Das jüngste Werk des Thrillerautors Joseph Kanon spielt in Istanbul und handelt von einem amerikanischen Geschäftsmann, der als Agentenhandlanger einen letzten Schleuserauftrag erledigen soll. Doch dabei geht alles schief.

Nachrichtenzentrale : Lukas Jenkner (loj)

Stuttgart - „Der Krieg hat einen sehr langen Arm. Noch lange, nachdem er vorbei ist, holt er sich seine Opfer“, hat der deutsche Schriftsteller Martin Kessel einmal geschrieben, und das ist das Thema von Joseph Kanons neuem Thriller „Die Istanbul-Passage“. Wer die Inhaltsangabe liest, fühlt sich an Kanons „In den Ruinen von Berlin“ erinnert, später verfilmt von Steven Soderbergh als „The Good German“. Wie in diesem 2001 erschienenen Buch geht es in „Die Istanbul Passage“ um die Jahre direkt nach dem Ende des Zweiten Weltkrieges.

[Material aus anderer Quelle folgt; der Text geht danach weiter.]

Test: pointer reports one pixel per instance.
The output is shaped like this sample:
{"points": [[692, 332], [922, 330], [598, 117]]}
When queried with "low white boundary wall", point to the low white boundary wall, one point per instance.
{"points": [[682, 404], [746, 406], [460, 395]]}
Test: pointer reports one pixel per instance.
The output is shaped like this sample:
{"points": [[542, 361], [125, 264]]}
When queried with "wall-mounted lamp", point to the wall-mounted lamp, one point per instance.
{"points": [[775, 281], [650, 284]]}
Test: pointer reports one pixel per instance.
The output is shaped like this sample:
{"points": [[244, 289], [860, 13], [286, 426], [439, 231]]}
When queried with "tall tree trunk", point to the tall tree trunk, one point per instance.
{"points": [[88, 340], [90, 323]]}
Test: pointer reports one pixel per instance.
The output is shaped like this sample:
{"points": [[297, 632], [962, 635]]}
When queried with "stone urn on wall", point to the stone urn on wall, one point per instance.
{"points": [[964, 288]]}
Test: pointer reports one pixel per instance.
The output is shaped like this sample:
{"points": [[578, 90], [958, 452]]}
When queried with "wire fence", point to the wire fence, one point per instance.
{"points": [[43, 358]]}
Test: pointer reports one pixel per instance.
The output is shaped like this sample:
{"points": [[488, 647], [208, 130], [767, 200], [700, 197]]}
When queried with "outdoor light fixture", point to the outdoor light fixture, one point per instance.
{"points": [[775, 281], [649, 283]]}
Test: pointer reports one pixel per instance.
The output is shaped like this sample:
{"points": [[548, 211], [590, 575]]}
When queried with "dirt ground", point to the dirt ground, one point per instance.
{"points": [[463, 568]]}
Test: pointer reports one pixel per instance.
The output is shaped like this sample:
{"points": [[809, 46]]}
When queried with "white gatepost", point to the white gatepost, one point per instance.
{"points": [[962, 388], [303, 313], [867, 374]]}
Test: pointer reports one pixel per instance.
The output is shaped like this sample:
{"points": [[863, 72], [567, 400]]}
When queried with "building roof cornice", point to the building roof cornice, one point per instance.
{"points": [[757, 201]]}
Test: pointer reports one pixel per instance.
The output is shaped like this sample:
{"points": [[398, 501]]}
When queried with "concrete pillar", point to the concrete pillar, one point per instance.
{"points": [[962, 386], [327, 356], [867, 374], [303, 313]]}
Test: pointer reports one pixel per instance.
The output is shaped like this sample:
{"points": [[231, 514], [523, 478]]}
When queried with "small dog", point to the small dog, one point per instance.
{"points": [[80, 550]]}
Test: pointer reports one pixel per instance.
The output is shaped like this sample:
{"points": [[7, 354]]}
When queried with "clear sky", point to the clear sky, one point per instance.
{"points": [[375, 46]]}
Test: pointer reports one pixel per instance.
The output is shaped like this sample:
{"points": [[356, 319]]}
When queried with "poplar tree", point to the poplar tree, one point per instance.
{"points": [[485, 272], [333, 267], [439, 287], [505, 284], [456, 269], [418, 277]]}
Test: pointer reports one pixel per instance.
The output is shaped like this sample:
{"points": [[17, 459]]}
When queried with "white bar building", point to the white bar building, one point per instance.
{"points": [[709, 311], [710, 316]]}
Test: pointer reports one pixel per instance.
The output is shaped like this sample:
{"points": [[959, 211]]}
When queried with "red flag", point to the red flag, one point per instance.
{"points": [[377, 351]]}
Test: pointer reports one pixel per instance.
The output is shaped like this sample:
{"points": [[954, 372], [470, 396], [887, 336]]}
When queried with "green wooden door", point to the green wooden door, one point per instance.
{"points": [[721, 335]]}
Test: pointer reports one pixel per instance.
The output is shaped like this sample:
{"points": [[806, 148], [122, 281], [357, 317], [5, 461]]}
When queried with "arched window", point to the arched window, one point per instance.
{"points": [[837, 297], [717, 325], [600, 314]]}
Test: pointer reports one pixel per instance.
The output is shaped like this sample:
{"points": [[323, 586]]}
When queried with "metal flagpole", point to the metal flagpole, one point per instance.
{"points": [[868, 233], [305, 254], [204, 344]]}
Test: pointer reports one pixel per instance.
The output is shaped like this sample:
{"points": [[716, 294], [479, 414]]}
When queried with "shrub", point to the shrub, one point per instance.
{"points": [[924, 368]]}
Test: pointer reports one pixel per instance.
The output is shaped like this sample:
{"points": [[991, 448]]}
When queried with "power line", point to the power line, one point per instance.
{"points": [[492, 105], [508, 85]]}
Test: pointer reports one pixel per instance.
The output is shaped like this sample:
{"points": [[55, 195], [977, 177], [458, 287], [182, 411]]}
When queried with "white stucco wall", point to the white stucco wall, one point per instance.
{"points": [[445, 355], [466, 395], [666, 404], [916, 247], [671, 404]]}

Und es zeigt sich, dass für die Menschen der Krieg keineswegs zu Ende ist, sondern dass sie weiter leiden und zugrunde gehen an den Folgen dieses epochalen Schlachtens.

 

Dieses Mal ist der Schauplatz Istanbul, heimliche Hauptstadt der Türkischen Republik, die sich bis Februar 1945 am Drahtseilakt der Neutralität abmühte und deshalb für viele Menschen einen Fluchtweg in Freiheit und Sicherheit darstellte. Leon Bauer ist der Held des Thrillers. Er arbeitet eigentlich für eine amerikanische Tabakfirma, doch als guter Patriot hat er sich im Krieg als Kurier und kleiner Agent verdient gemacht.

Im Grunde ist das vorbei, doch der Kalte Krieg wirft seine Schatten voraus. Leon Bauers Auftraggeber hat einen letzten Schleuserjob: Er soll einen osteuropäischen Überläufer aufnehmen und für dessen Weitertransport sorgen – doch dann stirbt im Kugelhagel der Falsche.

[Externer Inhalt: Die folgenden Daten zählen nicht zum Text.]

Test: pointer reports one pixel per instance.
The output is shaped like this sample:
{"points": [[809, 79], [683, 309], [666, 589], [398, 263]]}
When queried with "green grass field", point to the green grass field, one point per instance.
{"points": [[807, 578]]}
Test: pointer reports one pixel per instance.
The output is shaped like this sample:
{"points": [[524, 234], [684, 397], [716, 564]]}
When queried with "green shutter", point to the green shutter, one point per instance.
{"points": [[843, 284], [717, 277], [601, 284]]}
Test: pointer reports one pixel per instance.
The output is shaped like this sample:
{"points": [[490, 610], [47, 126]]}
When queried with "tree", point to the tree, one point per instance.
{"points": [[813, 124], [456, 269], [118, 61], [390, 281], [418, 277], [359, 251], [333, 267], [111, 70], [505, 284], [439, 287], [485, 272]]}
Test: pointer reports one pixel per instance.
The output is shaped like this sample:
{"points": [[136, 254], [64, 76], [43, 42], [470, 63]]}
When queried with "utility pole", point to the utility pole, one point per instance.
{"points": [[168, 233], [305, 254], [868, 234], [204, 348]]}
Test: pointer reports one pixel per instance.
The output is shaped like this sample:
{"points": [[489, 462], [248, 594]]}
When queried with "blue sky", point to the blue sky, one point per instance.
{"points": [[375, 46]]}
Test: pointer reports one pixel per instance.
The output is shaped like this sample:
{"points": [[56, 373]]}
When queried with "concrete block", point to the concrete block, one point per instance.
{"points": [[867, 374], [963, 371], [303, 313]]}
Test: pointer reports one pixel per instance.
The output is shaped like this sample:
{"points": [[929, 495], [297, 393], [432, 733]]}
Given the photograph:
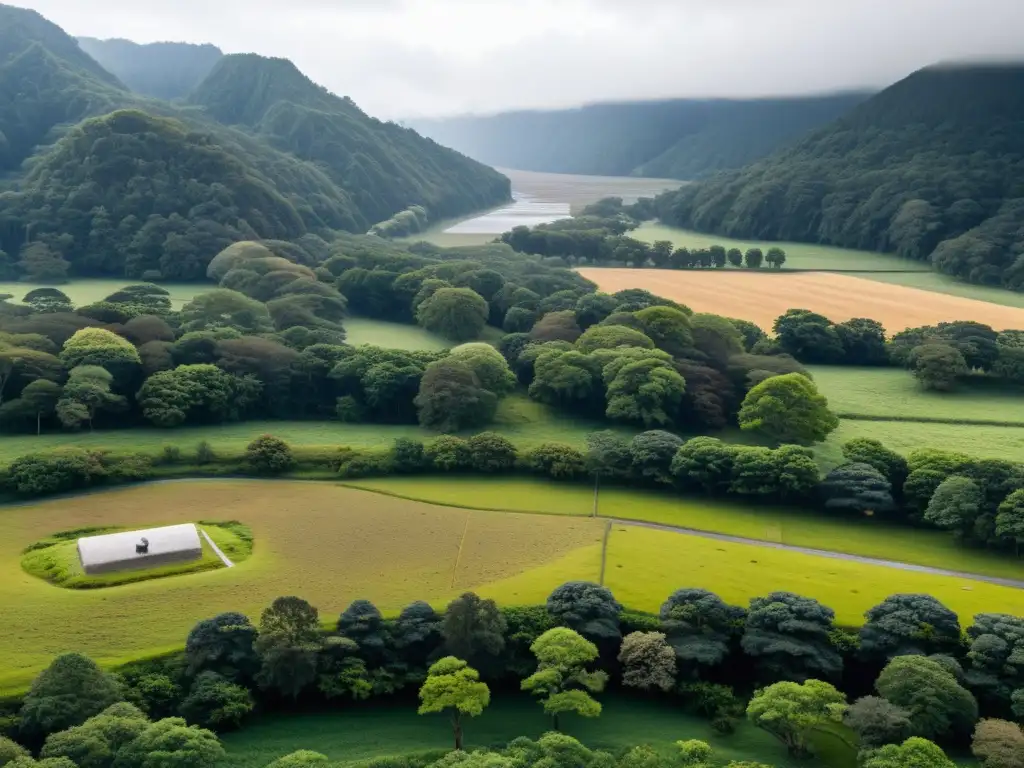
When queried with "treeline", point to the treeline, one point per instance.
{"points": [[782, 653], [145, 186], [929, 169], [598, 237]]}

Verwirrendes Agentenscharmützel

Was folgt, ist eine Camouflage-Geschichte in der Tradition von Eric Amblers „Die Maske des Dimitrios“ und Graham Greenes „Der stille Amerikaner“. Jeder ist verdächtig, alle scheinen ein falsches Spiel zu spielen oder ihre Loyalitäten zu wechseln.

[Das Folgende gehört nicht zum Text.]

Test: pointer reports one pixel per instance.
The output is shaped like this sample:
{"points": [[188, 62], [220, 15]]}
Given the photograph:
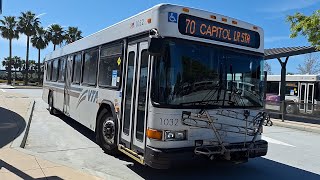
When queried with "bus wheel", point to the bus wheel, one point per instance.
{"points": [[107, 132], [50, 102], [291, 109]]}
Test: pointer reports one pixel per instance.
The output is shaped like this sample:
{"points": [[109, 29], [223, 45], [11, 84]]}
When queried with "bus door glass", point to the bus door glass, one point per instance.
{"points": [[135, 93], [302, 96], [310, 97], [68, 79]]}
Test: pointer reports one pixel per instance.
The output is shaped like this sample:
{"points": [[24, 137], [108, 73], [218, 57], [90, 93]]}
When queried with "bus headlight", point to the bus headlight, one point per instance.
{"points": [[175, 135]]}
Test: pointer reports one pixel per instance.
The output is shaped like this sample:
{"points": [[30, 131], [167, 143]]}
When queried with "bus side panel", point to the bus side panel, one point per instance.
{"points": [[88, 107], [45, 94], [74, 99], [59, 97]]}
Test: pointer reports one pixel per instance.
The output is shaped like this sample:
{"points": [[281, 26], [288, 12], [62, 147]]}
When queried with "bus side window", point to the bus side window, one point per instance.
{"points": [[76, 68], [110, 65], [89, 76], [61, 69], [49, 69], [55, 72]]}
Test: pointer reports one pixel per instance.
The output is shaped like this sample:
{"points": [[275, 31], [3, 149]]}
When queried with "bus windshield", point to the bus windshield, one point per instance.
{"points": [[193, 74]]}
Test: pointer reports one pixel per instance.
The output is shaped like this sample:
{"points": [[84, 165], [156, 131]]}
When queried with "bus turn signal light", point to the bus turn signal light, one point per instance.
{"points": [[185, 10], [154, 134]]}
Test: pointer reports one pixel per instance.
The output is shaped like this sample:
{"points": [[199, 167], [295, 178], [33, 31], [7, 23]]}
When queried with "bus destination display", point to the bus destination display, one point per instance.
{"points": [[203, 28]]}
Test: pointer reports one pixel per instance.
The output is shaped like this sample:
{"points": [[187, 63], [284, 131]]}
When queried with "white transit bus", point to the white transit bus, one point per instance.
{"points": [[168, 85], [304, 90]]}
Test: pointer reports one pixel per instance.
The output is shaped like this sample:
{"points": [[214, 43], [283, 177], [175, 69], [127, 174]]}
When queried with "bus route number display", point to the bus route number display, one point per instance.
{"points": [[203, 28]]}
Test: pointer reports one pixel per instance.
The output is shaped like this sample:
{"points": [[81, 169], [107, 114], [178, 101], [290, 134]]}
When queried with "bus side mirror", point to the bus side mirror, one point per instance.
{"points": [[156, 46]]}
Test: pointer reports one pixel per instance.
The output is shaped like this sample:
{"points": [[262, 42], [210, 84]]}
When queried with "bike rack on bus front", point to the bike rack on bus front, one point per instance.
{"points": [[253, 126]]}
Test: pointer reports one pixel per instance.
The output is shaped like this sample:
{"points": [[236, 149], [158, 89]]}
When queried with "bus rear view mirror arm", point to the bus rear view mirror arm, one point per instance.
{"points": [[156, 46]]}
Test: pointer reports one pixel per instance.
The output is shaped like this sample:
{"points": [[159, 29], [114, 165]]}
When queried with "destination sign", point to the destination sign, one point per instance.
{"points": [[203, 28]]}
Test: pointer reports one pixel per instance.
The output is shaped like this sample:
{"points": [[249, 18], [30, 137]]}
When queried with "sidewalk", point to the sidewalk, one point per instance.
{"points": [[315, 128], [16, 163], [5, 86]]}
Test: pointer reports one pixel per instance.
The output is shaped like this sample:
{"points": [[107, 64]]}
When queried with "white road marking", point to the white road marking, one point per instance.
{"points": [[274, 141]]}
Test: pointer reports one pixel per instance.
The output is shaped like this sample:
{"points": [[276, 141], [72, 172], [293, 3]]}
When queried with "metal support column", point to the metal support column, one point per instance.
{"points": [[283, 85]]}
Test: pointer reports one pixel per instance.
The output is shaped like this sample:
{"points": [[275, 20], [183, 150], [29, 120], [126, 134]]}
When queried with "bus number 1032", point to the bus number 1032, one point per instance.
{"points": [[168, 122], [190, 26]]}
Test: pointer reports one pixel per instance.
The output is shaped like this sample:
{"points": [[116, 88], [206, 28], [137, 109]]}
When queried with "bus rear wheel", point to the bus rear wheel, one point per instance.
{"points": [[107, 131]]}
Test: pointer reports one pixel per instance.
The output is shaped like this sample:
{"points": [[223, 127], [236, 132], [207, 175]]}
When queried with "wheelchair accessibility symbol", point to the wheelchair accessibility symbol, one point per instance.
{"points": [[172, 17]]}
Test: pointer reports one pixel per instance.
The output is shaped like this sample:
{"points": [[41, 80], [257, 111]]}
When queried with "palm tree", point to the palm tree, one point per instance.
{"points": [[28, 22], [73, 34], [9, 31], [40, 41], [56, 34]]}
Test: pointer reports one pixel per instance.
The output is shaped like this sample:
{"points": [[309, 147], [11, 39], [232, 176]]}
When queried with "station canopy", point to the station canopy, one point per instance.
{"points": [[287, 51]]}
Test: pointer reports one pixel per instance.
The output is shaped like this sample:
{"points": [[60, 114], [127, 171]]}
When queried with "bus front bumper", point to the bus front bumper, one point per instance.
{"points": [[167, 158]]}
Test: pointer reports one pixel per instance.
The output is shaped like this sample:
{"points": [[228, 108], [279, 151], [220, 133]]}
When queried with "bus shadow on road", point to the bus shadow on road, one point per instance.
{"points": [[259, 168], [11, 126], [88, 133]]}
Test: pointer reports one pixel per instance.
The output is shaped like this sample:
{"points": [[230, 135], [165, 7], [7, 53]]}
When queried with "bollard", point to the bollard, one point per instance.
{"points": [[283, 110]]}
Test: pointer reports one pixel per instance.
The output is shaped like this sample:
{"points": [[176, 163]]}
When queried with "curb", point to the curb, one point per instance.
{"points": [[301, 127], [27, 87], [22, 139]]}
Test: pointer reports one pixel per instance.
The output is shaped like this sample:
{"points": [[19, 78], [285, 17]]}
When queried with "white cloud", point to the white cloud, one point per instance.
{"points": [[22, 41], [287, 5], [39, 15], [275, 38]]}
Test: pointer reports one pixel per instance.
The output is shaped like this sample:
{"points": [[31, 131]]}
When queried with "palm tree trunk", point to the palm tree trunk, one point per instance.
{"points": [[9, 66], [39, 70], [27, 63]]}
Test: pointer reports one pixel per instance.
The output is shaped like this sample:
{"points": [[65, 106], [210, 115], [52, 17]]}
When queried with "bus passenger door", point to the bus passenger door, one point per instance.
{"points": [[310, 97], [68, 79], [135, 96], [302, 97]]}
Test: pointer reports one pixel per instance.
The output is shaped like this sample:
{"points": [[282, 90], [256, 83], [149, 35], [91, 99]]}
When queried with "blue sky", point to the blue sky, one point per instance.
{"points": [[92, 16]]}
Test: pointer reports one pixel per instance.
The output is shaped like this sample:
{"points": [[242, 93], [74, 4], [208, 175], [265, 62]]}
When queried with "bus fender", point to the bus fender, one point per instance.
{"points": [[111, 105]]}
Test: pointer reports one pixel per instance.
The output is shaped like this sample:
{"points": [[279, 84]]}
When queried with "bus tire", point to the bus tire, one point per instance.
{"points": [[291, 108], [107, 131], [50, 102]]}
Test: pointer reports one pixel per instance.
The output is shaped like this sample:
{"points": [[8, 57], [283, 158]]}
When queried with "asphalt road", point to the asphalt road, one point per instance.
{"points": [[292, 154]]}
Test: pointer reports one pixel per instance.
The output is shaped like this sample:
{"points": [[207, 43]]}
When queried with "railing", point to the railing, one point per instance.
{"points": [[289, 110]]}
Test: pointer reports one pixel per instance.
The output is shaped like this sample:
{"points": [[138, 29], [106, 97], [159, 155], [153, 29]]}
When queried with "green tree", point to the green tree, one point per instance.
{"points": [[73, 34], [308, 26], [267, 67], [56, 35], [311, 65], [28, 23], [9, 31], [40, 41]]}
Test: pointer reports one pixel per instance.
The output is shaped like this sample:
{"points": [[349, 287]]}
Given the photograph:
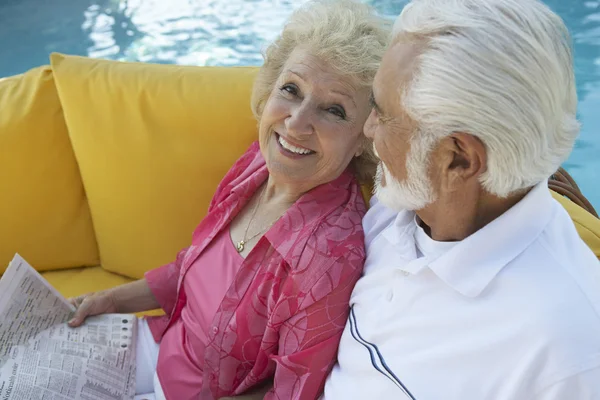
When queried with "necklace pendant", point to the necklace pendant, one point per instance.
{"points": [[240, 246]]}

Weil Kanon seine Erzählperspektive konsequent durchhält und wir Leser von Anfang bis Ende Leon Bauer über die Schulter schauen, machen wir jede Irrung und Wirrung des eigensinnigen und zähen Helden mit – was gelegentlich anstrengend ist, weil man manche Passage mehrmals lesen muss, um zu begreifen, welche fundamentale Wendung die Geschichte jetzt gerade wieder genommen hat.

Zudem entpuppt sich das Agentenscharmützel bald als Vehikel für Kanons eigentliches Anliegen: Die Nöte, Ängste, Schwächen und Widersprüchlichkeiten im Handeln von Menschen zu schildern, die vom Krieg und dem jahrelangen Täuschen und Töten total deformiert und desillusioniert sind. Manchmal fehlt Kanon dabei die stilistische Eleganz Amblers oder Greenes – aber die mussten ja auch keine expliziten Sexszenen schildern.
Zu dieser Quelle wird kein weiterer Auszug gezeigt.